Analysis of QRS interval was undertaken automatically with subsequent visual control. Two independent investigators (A.S.T. and O.G.B.) performed manual computer-assisted measurements of QTp, QTe, and RR intervals and in case of a difference of >20 ms in each measurement, an agreement was obtained, or a third expert was recruited (A.O.O). Tpeak-Tend interval was taken as the difference between the earliest T-peak (QTp min) and the latest end of the T-wave (QTe max) from all 12 leads at each time point.

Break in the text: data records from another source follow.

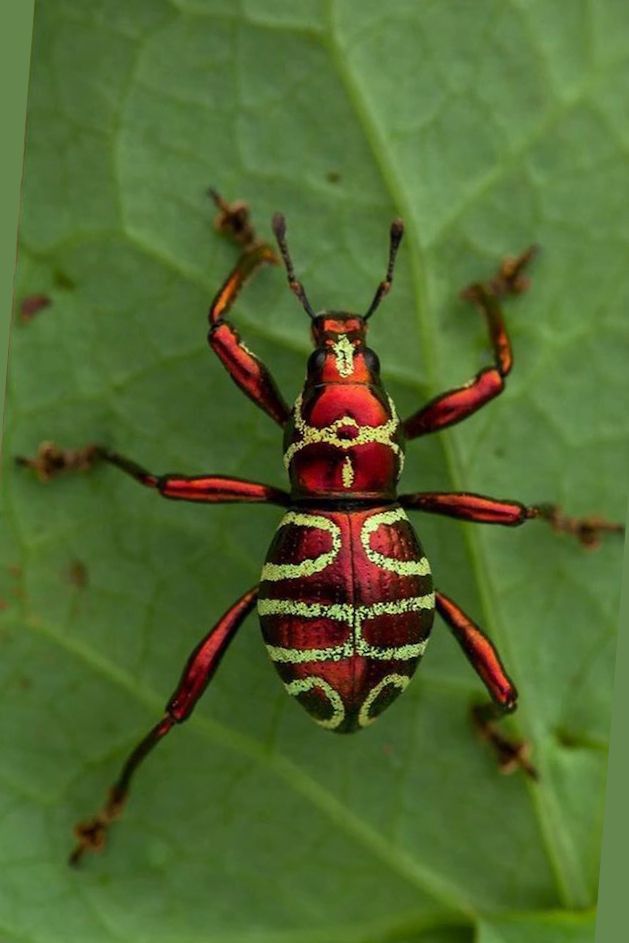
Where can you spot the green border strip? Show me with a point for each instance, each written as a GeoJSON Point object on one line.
{"type": "Point", "coordinates": [16, 29]}
{"type": "Point", "coordinates": [613, 904]}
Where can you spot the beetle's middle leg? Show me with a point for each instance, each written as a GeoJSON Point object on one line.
{"type": "Point", "coordinates": [203, 662]}
{"type": "Point", "coordinates": [51, 460]}
{"type": "Point", "coordinates": [249, 373]}
{"type": "Point", "coordinates": [480, 509]}
{"type": "Point", "coordinates": [457, 404]}
{"type": "Point", "coordinates": [486, 662]}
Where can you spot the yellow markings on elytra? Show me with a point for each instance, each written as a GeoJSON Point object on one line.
{"type": "Point", "coordinates": [305, 568]}
{"type": "Point", "coordinates": [311, 435]}
{"type": "Point", "coordinates": [419, 567]}
{"type": "Point", "coordinates": [344, 353]}
{"type": "Point", "coordinates": [302, 685]}
{"type": "Point", "coordinates": [347, 472]}
{"type": "Point", "coordinates": [400, 681]}
{"type": "Point", "coordinates": [354, 617]}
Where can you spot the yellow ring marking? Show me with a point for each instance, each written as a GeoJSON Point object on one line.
{"type": "Point", "coordinates": [400, 681]}
{"type": "Point", "coordinates": [419, 567]}
{"type": "Point", "coordinates": [310, 435]}
{"type": "Point", "coordinates": [292, 571]}
{"type": "Point", "coordinates": [338, 708]}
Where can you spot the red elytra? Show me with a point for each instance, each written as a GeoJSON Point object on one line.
{"type": "Point", "coordinates": [345, 600]}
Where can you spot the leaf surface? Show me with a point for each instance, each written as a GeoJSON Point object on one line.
{"type": "Point", "coordinates": [486, 126]}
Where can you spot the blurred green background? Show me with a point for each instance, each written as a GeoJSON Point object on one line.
{"type": "Point", "coordinates": [486, 126]}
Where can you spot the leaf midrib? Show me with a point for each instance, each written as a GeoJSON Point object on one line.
{"type": "Point", "coordinates": [570, 880]}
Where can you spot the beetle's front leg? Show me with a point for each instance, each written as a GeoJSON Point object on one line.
{"type": "Point", "coordinates": [486, 662]}
{"type": "Point", "coordinates": [249, 373]}
{"type": "Point", "coordinates": [51, 460]}
{"type": "Point", "coordinates": [459, 403]}
{"type": "Point", "coordinates": [480, 509]}
{"type": "Point", "coordinates": [198, 672]}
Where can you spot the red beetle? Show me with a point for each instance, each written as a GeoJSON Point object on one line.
{"type": "Point", "coordinates": [345, 598]}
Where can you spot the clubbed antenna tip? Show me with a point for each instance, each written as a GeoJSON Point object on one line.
{"type": "Point", "coordinates": [395, 237]}
{"type": "Point", "coordinates": [278, 224]}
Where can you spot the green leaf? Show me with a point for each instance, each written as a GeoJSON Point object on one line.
{"type": "Point", "coordinates": [486, 126]}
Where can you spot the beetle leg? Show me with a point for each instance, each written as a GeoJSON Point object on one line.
{"type": "Point", "coordinates": [51, 460]}
{"type": "Point", "coordinates": [483, 510]}
{"type": "Point", "coordinates": [459, 403]}
{"type": "Point", "coordinates": [486, 662]}
{"type": "Point", "coordinates": [511, 753]}
{"type": "Point", "coordinates": [249, 373]}
{"type": "Point", "coordinates": [199, 670]}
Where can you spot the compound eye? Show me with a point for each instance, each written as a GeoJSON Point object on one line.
{"type": "Point", "coordinates": [372, 362]}
{"type": "Point", "coordinates": [316, 360]}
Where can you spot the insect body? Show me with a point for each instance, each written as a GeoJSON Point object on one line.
{"type": "Point", "coordinates": [345, 598]}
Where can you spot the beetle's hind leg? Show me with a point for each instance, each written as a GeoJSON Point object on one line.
{"type": "Point", "coordinates": [203, 662]}
{"type": "Point", "coordinates": [512, 754]}
{"type": "Point", "coordinates": [486, 662]}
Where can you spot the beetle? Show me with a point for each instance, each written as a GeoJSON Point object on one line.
{"type": "Point", "coordinates": [345, 599]}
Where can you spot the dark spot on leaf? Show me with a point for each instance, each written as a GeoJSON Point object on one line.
{"type": "Point", "coordinates": [32, 305]}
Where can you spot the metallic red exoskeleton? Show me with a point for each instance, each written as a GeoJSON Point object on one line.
{"type": "Point", "coordinates": [345, 599]}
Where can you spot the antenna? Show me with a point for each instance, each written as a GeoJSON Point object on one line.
{"type": "Point", "coordinates": [279, 228]}
{"type": "Point", "coordinates": [395, 237]}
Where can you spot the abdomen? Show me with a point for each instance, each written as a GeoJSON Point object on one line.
{"type": "Point", "coordinates": [346, 607]}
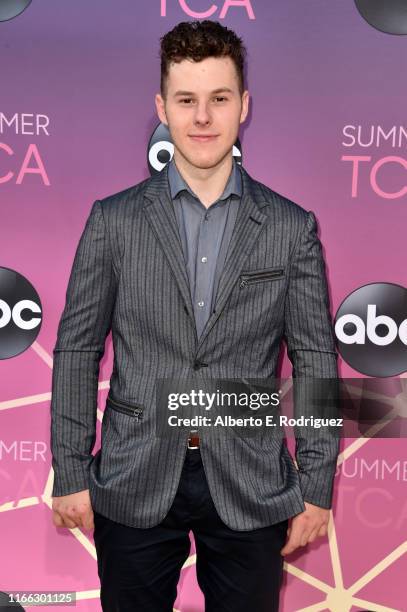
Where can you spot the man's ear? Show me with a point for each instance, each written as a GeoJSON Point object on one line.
{"type": "Point", "coordinates": [160, 107]}
{"type": "Point", "coordinates": [245, 106]}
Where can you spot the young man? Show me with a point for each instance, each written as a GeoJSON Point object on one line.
{"type": "Point", "coordinates": [161, 264]}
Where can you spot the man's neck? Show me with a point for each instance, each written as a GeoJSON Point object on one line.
{"type": "Point", "coordinates": [207, 183]}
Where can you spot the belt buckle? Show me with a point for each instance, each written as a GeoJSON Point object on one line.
{"type": "Point", "coordinates": [189, 440]}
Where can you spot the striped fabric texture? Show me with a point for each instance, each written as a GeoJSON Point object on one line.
{"type": "Point", "coordinates": [128, 277]}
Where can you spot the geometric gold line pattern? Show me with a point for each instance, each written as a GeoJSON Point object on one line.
{"type": "Point", "coordinates": [338, 599]}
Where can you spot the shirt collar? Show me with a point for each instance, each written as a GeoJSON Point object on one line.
{"type": "Point", "coordinates": [178, 184]}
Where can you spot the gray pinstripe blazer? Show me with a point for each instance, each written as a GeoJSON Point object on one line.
{"type": "Point", "coordinates": [129, 276]}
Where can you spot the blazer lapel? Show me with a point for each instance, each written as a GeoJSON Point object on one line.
{"type": "Point", "coordinates": [160, 213]}
{"type": "Point", "coordinates": [249, 224]}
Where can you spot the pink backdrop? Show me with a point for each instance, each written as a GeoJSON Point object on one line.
{"type": "Point", "coordinates": [325, 85]}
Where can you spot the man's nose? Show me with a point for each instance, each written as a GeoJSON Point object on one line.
{"type": "Point", "coordinates": [202, 115]}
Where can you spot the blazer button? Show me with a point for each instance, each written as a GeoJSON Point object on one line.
{"type": "Point", "coordinates": [199, 364]}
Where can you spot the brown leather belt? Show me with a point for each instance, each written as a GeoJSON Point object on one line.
{"type": "Point", "coordinates": [193, 441]}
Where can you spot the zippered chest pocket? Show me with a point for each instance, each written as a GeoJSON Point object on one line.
{"type": "Point", "coordinates": [260, 276]}
{"type": "Point", "coordinates": [125, 407]}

Ventricular arrhythmias were evaluated during the ischemia period. For each time-point, starting from 1 min of occlusion, the number of ventricular extrasystoles (ESs) was calculated. VT was considered as three or more consecutive premature ventricular beats. Extrasystolic burden (ESB) was calculated for 1 min (the sum of ES for the time-point period divided by the duration of the period in minutes). In cases of VF and VT occurrence, the ESB was measured for the appropriate time excluding the period of VT and VF. The VF episodes occurring during the first 10 min of ischemia were considered as early or 1A phase VF, while VF cases after 20 min of coronary occlusion were referred to as delayed or 1B phase [31].

4.3. Statistical Analysis

Statistical analysis was performed with SPSS package (IBM SPSS Statistics 23, Armonk, North Castle, NY, USA). Data are expressed as mean ± SEM. Parametric tests were used according to the Kolmogorov–Smirnov normality test. Two-way ANOVA with Dunnett post hoc test was used for assessment of ischemia effects on electrophysiological parameters. Comparisons between the control and melatonin groups of animals were undertaken with Student’s t-test. Logistic regression analysis was used to assess the relationships between ECG predictors and VT and VF incidence. The differences were considered significant at p < 0.05.

5. Conclusions

The present study demonstrated that acute melatonin treatment prevented the excessive QRS and Tpeak-Tend prolongation in a clinically relevant experimental model of myocardial infarction in pigs. From the tested ECG parameters, QRS duration can be used for the assessment of antiarrhythmic action of melatonin.